Conceptually, information can be thought of as being stored or transmitted as variables that can take on different values. A variable can be thought of as a unit of storage that can take on, at different times, one of several different specified values, following some process for taking on those values. Informally, we get information from a variable by looking at its value, just as we get information from an email by reading its contents. In the case of the variable, the information is about the process behind the variable.

The entropy of a variable is the "amount of information" contained in the variable.

This amount is not only determined by the number of different values the variable can take, just as the information in an email is not quantified just by the number of words in the email or the different possible words in the language of the email.
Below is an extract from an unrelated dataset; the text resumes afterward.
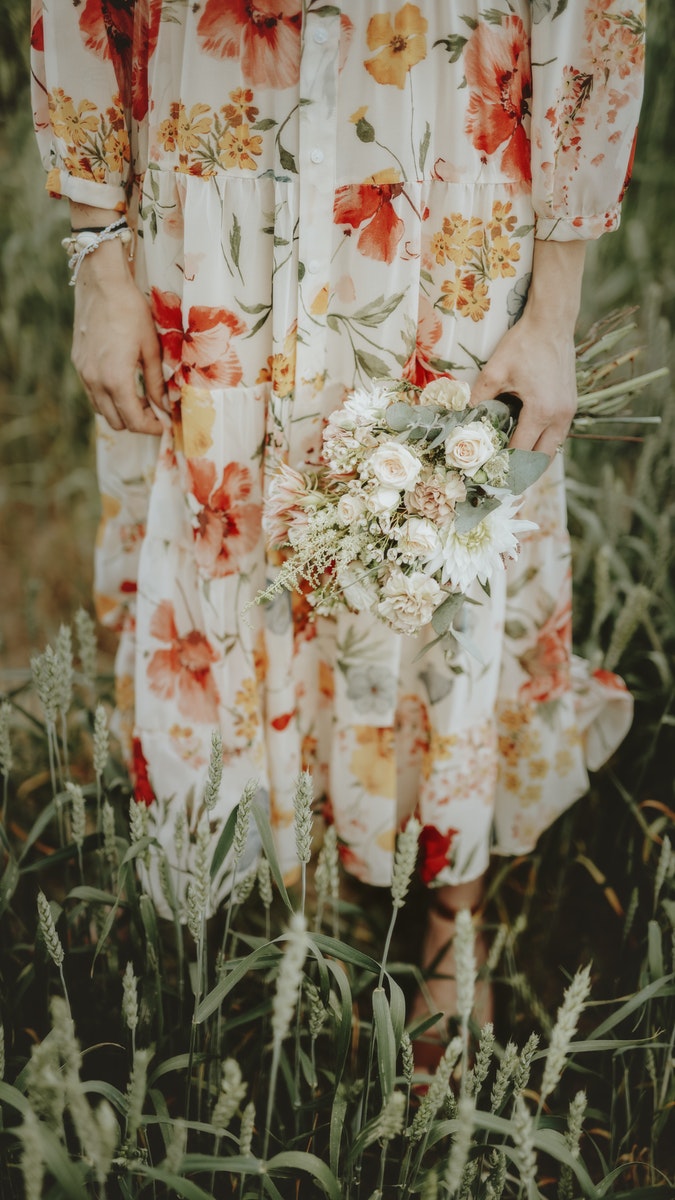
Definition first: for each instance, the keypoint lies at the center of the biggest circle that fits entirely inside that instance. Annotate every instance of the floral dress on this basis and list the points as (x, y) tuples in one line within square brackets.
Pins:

Informally, the amount of information in an email is proportional to the amount of “surprise” its reading causes.

For example, if an email is simply a repeat of an earlier email, then it is not informative at all. On the other hand, if, for example, the email reveals the outcome of an election, then it is highly informative. Similarly, the information in a variable is tied to the amount of surprise the value of that variable causes when revealed.

Shannon’s entropy quantifies the amount of information in a variable, thus providing the foundation for a theory around the notion of information.
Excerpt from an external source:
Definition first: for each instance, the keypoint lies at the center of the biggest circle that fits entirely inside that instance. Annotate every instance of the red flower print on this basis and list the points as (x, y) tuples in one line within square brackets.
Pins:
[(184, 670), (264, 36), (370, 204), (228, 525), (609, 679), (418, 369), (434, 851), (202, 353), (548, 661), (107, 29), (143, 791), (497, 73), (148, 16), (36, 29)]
In terms of data, we can informally describe entropy as an indicator of how messy your data is. A high degree of entropy always reflects "messed-up" data with low/no information content. The uncertainty about the content of the data, before viewing the data remains the same (or almost the same) as that before the data was available.

In a nutshell, higher entropy means less predictive power when it comes to doing data science with that data.

Entropy and decision trees

Decision trees aim to tidy the data by separating the samples and re-grouping them in the classes they belong to.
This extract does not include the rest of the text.